In parenting, we think we are the ones who give, provide or do whatever we can for our children, don’t we? At the same time, we could receive tremendous gifts from them. It is just a matter of if you are willing to see and receive them as gifts.
Let’s say…some people may be currently in a highly stressful job.
Or some of us may have been laid off and are encountering financial turmoil.
Or you may be in the middle of a dispute with your partner or the process of divorce. Even though you know that fighting or arguing in front of the children is of no benefit to them, you end up doing just that.
Or you do not have family in the same town and you have a partner, but he/she cannot look after him/herself, so you have to practically do everything yourself.
Or you or your partner may have certain health issues. Then you don’t have the time and energy to even look after and care for yourself.
Even in these challenging circumstances, you may not be able to do much for your child, even though you want to, so you may feel you are inadequate.
You blame yourself for not being able to give them what you want for them. You may even feel that your child is blaming you for your inadequacies. Often, the sense of inadequacy comes from you. It appears your child is blaming you. In fact, that is only what you imagine they think of you. An interesting fact is that your child will mimic your self-blame behaviour. When we feel guilty, our children feel they “did something wrong”. Please acknowledge yourself, because you are doing what you can do. So STOP blaming yourself. It does not work if both of you are doing this!
Instead, try to play with your child for at least 10 or 15 minutes for a several times in a day if you can. I am not saying this for your child. Here I am saying this for YOU.
Playing with children will take you out of all the seriousness that you are facing.
While you are with your child, be curious, vulnerable, non-judgmental, in the moment and playful like a child.
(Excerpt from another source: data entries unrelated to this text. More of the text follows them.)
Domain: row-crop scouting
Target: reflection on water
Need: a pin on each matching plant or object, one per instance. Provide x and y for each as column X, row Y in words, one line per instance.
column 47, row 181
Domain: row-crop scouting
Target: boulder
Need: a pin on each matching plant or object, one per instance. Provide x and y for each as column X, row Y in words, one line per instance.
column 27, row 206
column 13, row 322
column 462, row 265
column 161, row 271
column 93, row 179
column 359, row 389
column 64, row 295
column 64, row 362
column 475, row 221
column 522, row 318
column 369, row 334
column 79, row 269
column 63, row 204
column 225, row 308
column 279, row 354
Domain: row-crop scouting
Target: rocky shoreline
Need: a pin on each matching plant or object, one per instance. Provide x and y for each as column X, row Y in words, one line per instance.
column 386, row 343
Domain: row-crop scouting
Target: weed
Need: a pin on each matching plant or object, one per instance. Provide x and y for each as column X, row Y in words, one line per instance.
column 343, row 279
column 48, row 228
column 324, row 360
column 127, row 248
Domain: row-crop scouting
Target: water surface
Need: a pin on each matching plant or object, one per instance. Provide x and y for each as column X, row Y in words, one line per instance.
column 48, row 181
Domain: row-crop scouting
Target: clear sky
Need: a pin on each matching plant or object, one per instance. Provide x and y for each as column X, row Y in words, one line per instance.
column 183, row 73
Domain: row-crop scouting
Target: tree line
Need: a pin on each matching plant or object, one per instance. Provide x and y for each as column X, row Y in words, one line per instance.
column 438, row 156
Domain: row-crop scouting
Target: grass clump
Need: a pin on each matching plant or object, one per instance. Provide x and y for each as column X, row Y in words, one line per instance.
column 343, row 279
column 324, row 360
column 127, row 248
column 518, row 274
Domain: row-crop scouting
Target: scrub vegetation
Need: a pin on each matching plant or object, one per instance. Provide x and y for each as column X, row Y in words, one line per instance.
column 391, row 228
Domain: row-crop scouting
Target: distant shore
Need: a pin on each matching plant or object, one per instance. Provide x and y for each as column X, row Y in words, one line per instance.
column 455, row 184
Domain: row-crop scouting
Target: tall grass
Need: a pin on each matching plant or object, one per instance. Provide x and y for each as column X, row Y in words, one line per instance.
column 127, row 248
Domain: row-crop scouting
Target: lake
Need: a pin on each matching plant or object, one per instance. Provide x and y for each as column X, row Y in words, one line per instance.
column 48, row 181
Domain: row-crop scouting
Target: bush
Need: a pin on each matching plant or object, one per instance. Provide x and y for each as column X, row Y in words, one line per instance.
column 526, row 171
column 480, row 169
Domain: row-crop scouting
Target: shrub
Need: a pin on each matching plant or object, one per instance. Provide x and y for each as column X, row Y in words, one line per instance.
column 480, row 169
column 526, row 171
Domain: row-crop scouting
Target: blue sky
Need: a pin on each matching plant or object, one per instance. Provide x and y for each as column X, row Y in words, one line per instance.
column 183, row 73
There is no “should” or “shouldn’t” in this world. Just be! Just enjoy the moment with them.
This is gifting an opportunity for you to remember who you truly are.
When you take yourself out of the duality of “should” and “shouldn’t”, then you may be able to perceive what you are facing in a different way.
If you are curious, you may ask yourself, “how can I change it?” or “what else is possible here?”
If you are vulnerable, you may ask for help from others or share your experience with others and may then have a more intimate relationship with yourself and others. If you are non-judgmental, you will not blame yourself and feel guilty about yourself and others being inadequate. You may even not consider yourself as being inadequate.
If you are in the moment, you may be aware of everything around you without your own filter.
If you are playful, it becomes easier for you to try a new thing and not be concerned about consequences.
These are amazing gifts that we can receive from children. Have we underestimated our children’s potential capabilities? Have we been so drowned in our own issues, that we did not see these aspects of children?
What is more, children are so happy if we have fun with them. This works for both parties.
What if there are opportunities in parenting for you to remember who we truly are (where we did not make any judgement and were living in the moment).
Receiving gifts from your child means we are giving our gift to them. This interaction occurs at the same time.